Level 5 HND Complementary Healthcare with Practitioner Status students at Cardiff and Vale College have been using their therapy skills to help patients at the University Hospital of Wales (UHW).
The aim of the HND qualification is to enable students to use their therapies alongside the medical profession and work with illness. The students have been attending the Haematology and Teenage Cancer Trust wards at UHW once a week to provide wellbeing reflexology treatments to patients receiving chemotherapy and other cancer treatments.
HND Complementary Healthcare with Practitioner Status learner Abbie Day said: “Within the University Hospital of Wales we are providing reflexology treatments in the haematology ward and in the palliative care ward. We are able to go in and boost morale for all the patients in the wards.
“The work experience definitely helps for the future – we are able to put it on our CVs as experience and we are able to get a taste of what’s on the outside for us when our courses end.”
The weekly therapy visits have helped Abbie to decide the future career path she would like to take.
“After finishing the course I’d like to go into a clinical practice in a hospital and work with end of life palliative care and hopefully improve patients’ wellbeing,” she explained.
“Cardiff and Vale College is definitely helping me to achieve my ambitions.
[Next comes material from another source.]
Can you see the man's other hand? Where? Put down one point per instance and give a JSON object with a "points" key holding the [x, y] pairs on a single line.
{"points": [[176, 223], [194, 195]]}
Being able to progress from a Level 3 course up to a Level 5 in the same campus has been ideal – if the College didn’t offer this course I probably wouldn’t be doing what I am today.”
CAVC HND Complementary Healthcare Lead and Lecturer Catherine Palmer said: “We have had fantastic feedback from the hospital, and they have recently contacted me to see if there is more we can offer.”
Plans are in place for a permanent treatment room at UHW for the students, and to expand provision to wards at other hospitals.
Cardiff and Vale College Principal Sharon James said: “Well done to Catherine and the HND learners. Not only are they learning for their qualifications in a situation that is real and not just realistic, but they are also providing a valuable wellbeing service to people receiving cancer treatments.”